2r - 3s = $\left(\begin{array}{c}\mathrm{4\; -\; -\; 9}\\ \mathrm{-2\; -\; 6}\end{array}\right)$

Note: - - = - (-) = +

2r - 3s = $\left(\begin{array}{c}\mathrm{4\; +\; 9}\\ -8\end{array}\right)$

2r - 3s = $\left(\begin{array}{c}13\\ -8\end{array}\right)$

Speed = $\frac{\mathrm{Distance}}{\mathrm{Time}}$

kilo means 1000

72 kilometres = 72 x 1000 metres

1 hour = 60 minutes

60 seconds = 1 minute

60 minutes = 60 x 60 seconds = 3600s

1 hour = 3600s

Speed = $\frac{\mathrm{72\; x\; 1000\; m}}{\mathrm{3600s}}$ = 2 x 10 m^-1 = 20 ms^-1

Note
1. the zeros (0) at the end of 1000 and 3600 cancel each other
2. 36 divides itself 1 and 72, 2 times

Circumference = 2 x π x radius

diameter is twice the radius. 2 x radius = diameter

Circumference = π x 2 x radius

Circumference = π x diameter

Circumference = 154 m

π = $\frac{22}{7}$

154 m = $\frac{22}{7}$ x diameter

Get rid of the fraction by multiplying both sides by the denominator (7)

7 x 154 m = 7 x $\frac{22}{7}$ x diameter

7 x 154 m = 22 x diameter

Divide both sides by 22

diameter = $\frac{\mathrm{7\; x\; 154\; m}}{22}$ = 7 x 7 = 49 m

Note: 22 divides itself 1 time and 154, 7 times.

y + 35 + angle BCA = 180°(sum of interior angles of a triangle is 180°)

angle BCA = angle DCE = 102° (Opposite angles are equal)
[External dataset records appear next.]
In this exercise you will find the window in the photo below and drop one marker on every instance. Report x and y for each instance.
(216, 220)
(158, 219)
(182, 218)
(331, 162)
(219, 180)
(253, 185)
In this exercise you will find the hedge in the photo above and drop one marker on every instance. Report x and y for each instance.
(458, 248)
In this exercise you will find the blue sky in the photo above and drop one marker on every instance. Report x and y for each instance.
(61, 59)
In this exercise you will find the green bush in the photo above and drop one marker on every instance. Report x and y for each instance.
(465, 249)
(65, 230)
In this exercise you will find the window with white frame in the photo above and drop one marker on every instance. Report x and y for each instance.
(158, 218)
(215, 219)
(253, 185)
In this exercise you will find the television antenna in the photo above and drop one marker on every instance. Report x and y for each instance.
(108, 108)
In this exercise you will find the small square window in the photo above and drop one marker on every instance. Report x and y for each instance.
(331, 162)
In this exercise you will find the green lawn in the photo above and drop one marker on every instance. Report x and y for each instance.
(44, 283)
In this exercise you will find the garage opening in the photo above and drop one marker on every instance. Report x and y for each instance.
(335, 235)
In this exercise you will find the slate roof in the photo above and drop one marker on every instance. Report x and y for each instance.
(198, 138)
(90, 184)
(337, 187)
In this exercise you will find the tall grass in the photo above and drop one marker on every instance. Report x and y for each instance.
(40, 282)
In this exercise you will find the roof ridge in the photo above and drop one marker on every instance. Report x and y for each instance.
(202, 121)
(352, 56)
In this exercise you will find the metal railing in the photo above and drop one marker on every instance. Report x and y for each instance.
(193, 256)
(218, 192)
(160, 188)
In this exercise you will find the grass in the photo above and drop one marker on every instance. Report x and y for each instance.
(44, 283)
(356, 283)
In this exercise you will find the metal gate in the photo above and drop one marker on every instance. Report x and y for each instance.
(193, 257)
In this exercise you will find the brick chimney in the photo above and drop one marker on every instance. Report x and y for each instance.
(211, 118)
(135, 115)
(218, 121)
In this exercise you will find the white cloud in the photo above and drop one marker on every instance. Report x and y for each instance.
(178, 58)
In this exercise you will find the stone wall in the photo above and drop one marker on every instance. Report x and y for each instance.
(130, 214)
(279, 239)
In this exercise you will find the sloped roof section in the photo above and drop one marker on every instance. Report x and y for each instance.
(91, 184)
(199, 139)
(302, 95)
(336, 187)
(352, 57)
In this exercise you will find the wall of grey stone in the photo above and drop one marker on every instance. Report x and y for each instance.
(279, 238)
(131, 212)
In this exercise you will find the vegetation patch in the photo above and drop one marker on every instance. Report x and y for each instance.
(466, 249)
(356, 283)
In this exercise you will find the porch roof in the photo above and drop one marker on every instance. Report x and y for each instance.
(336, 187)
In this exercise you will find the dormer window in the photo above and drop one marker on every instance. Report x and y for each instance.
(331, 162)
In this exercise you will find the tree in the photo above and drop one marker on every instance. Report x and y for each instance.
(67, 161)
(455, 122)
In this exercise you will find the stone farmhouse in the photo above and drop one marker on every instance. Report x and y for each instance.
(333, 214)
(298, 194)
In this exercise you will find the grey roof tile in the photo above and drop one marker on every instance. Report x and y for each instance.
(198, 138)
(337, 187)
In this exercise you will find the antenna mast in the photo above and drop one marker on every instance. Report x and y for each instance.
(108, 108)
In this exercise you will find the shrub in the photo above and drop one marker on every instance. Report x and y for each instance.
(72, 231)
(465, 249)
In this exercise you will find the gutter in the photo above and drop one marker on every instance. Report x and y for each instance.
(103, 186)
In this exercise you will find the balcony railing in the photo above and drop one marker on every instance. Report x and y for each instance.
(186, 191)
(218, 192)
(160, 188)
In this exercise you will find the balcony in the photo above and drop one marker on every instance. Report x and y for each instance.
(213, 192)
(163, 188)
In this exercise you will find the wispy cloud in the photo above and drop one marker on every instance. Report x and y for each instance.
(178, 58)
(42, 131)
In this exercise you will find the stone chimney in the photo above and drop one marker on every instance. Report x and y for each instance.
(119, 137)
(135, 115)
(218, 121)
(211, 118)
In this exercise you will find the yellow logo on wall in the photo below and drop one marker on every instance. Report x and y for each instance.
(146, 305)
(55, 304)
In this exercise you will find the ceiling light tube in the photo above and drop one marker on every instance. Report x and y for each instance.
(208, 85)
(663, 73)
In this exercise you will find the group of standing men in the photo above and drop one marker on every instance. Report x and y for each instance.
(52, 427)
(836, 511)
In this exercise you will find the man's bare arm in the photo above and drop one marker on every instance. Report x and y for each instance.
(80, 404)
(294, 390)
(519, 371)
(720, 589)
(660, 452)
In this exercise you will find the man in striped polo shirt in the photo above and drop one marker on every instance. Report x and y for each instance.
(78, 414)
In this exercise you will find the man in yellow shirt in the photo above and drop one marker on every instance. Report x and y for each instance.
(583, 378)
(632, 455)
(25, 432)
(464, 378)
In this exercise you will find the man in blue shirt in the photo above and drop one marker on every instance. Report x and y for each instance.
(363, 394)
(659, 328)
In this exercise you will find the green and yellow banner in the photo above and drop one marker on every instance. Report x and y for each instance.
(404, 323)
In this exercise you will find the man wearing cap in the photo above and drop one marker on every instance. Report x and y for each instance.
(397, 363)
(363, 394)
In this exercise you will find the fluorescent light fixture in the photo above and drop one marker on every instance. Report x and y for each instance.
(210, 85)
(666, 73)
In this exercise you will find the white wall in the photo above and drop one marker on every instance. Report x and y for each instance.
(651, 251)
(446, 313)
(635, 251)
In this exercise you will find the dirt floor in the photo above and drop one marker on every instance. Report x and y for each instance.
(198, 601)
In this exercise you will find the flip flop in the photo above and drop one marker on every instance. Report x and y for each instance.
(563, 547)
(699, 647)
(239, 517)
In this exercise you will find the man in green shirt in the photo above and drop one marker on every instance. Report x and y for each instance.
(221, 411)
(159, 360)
Note: Opposite angles are the angles directly opposite each other where two lines cross.

y + 35 + 102 = 180
y + 137 = 180
y = 180 - 137 = 43

If in the future you add and if in the past/ago, you subtract.

Ama will be (N + 10) years in ten years time.